A pragmatic randomised controlled trial in primary care of the Camden Weight Loss (CAMWEL) programme
ABSTRACT To evaluate effectiveness of a structured one-to-one behaviour change programme on weight loss in obese and overweight individuals.
Randomised controlled trial.
23 general practices in Camden, London.
381 adults with body mass index ≥25 kg/m(2) randomly assigned to intervention (n=191) or control (n=190) group.

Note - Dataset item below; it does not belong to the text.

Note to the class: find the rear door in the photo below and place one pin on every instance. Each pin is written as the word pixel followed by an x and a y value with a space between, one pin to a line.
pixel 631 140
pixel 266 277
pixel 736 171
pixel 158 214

A structured one-to-one programme, delivered over 14 visits during 12 months by trained advisors in three primary care centres compared with usual care in general practice.
Changes in weight, per cent body fat, waist circumference, blood pressure and heart rate between baseline and 12 months.
217/381 (57.0%) participants were assessed at 12 months: missing values were imputed. The difference in mean weight change between the intervention and control groups was not statistically significant (0.70 kg (0.67 to 2.17, p=0.35)), although a higher proportion of the intervention group (32.7%) than the control group (20.4%) lost 5% or more of their baseline weight (OR: 1.80 (1.02 to 3.18, p=0.04)). The intervention group achieved a lower mean heart rate (mean difference 3.68 beats per minute (0.31 to 7.04, p=0.03)) than the control group. Participants in the intervention group reported higher satisfaction and more positive experiences of their care compared with the control group.
Although there is no significant difference in mean weight loss between the intervention and control groups, trained non-specialist advisors can deliver a structured programme and achieve clinically beneficial weight loss in some patients in primary care. The intervention group also reported a higher level of satisfaction with the support received. Primary care interventions are unlikely to be sufficient to tackle the obesity epidemic and effective population-wide measures are also necessary.
Trial registrationClincaltrials.gov NCT00891943.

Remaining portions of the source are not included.